Customer satisfaction has improved materially, with record passenger NPS of 54, and premium traveler NPS at 58, signaling better service quality. 

Capacity growth has been selective.

The fleet has expanded efficiently, and cargo and international operations continue to diversify revenue away from pure domestic leisure demand.

The financial results are simply the consequence of that strategy. 

Q4 revenues grew ~16% YoY, net income rose sharply, and free cash generation exceeded $1 billion, enabling dividends and share repurchases. 

Despite this, LATAM trades at discounted valuations, with P/E NTM at 12.0x.

The bear case is familiar. 

Earnings remain exposed to South American macro volatility, fuel prices, FX, and regulatory or labor risks, particularly in Brazil and Chile. 

A sharp global travel slowdown or energy shock would pressure margins. 

But these risks are inherent to the airline sector and are more than reflected in the current valuation.

LATAM stands out because it combines regional market leadership, secular international travel tailwinds, and post-restructuring discipline, yet is still priced like a traditional cyclical airline. 

Lumida Curations

NVIDIA × Dassault: The Digital Twin Stack Goes Real-Time

NVIDIA and Dassault are collapsing decades of offline simulation into real-time, AI-accelerated digital twins—laying the infrastructure layer for the next generation of product design and engineering.
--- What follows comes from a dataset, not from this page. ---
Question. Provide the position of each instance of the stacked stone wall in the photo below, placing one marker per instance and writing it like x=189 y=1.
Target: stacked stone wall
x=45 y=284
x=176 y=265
Ken Griffin: Dollar Weakness Is Optics

Ken Griffin argues recent dollar softness reflects policy noise rather than structural decline, emphasizing that reserve-currency status—and America’s ability to accumulate and deploy capital—remains the core advantage.

Dry Sauna Is the Longevity Baseline

Short, high-heat dry sauna sessions (~20 minutes at ~200°F) reliably raise core body temperature and have the strongest evidence base, while infrared and wet saunas often fall short on heat stress or safety.